Altro elemento imprescindibile di questo rimedio progettuale è l’adozione di soluzioni bioclimatiche che riducono il consumo energetico e ottimizzano il comfort termico, sfruttando le qualità naturali del luogo. Per dire NO alla dipendenza dai sistemi meccanici di climatizzazione bisogna attuare diverse strategie: orientare correttamente l’edificio, prediligere un sistema di ventilazione naturale e utilizzare schermature solari. Non mancano infrastrutture verdi che favoriscono la gestione dell’acqua piovana, migliorano la qualità dell’aria e assorbono le onde di calore. Tetti, pareti vegetali, giardini pensili e aree naturali donano un tocco di familiarità e bellezza estetica alla struttura, oltre ad integrarla con la natura circostante.
Esempi nel mondo da togliere il fiato
Insieme alla praticità e alla sostenibilità, questa tipologia edilizia costituisce un autentico capolavoro di architettura moderna.

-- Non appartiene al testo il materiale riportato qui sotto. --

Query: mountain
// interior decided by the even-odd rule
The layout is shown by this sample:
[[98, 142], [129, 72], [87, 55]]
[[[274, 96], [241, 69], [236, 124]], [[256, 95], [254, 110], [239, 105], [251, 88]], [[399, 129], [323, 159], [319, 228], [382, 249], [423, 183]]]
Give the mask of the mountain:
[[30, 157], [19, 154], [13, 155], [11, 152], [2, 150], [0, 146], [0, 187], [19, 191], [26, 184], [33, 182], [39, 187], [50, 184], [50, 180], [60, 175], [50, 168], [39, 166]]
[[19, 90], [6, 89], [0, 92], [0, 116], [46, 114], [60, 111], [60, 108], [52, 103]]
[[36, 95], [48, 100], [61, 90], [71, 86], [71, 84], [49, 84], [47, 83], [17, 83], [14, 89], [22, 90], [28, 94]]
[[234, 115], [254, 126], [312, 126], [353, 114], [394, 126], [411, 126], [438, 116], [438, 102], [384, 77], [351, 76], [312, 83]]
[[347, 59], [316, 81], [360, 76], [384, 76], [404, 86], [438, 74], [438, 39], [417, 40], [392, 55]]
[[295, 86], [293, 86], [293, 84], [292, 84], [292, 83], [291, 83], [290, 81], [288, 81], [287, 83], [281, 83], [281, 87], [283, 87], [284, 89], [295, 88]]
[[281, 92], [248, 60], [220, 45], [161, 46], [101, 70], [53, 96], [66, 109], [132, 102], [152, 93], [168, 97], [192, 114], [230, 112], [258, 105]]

Uno degli esempi più sorprendenti di progettazione resiliente arriva direttamente dagli Stati Uniti e prende il nome di Babcock Ranch, l’unica città ad essere rimasta integra a seguito dell’uragano Ian del 2022. Sì, avete capito bene, si tratta di un’intera metropoli a prova di calamità naturali ed energicamente autonoma, poiché alimentata esclusivamente dall’energia solare.
Tornando in Italia, Core House è il progetto di una casa resiliente presentato dalla squadra del Politecnico di Torino al concorso internazionale Resilient Homes Design Challenge. Questo meraviglioso edificio ha un punto di forza: la sua imbattibile indole di resistere alle inondazioni grazie all’adozione di un valido sistema di galleggianti. Attraverso la lavorazione e l’utilizzo del bambù è nata una casa non solo esteticamente piacevole e perfettamente integrata con l’ambiente naturale, ma in grado di sopravvivere anche ai fenomeni meteorologici più estremi.
Ma l’esempio più sbalorditivo di architettura resiliente è a Seoul, in Corea del Sud, ed è stato pensato e reso tangibile da Vincent Callebaut. Manta Ray è il nome della foresta urbana galleggiante sul fiume Han, chiamata così per la sua forma singolare che ricorda una razza manta enorme fluttuante. I sistemi di irrigazione naturale sono il focus di questa imponente struttura, che somiglia ad una foresta urbana colma di vegetazione rigogliosa e biodiversità.
Un futuro possibile
Sebbene questo nuovo espediente progettuale sia ancora poco diffuso, il volto delle città è in fase di cambiamento. Le nuove generazioni di architetti, ingegneri e urbanisti sono già al lavoro per studiare e dare vita a soluzioni abitative più innovative, in grado di tutelare i cittadini anche nelle situazioni più ardue. Il futuro è fatto di architetture intelligenti e in armonia con la natura, che possano garantire sostenibilità e sicurezza senza rinunciare alla qualità della vita, nella speranza che l’essere umano e la natura trovino un’unione ed un equilibrio duraturi.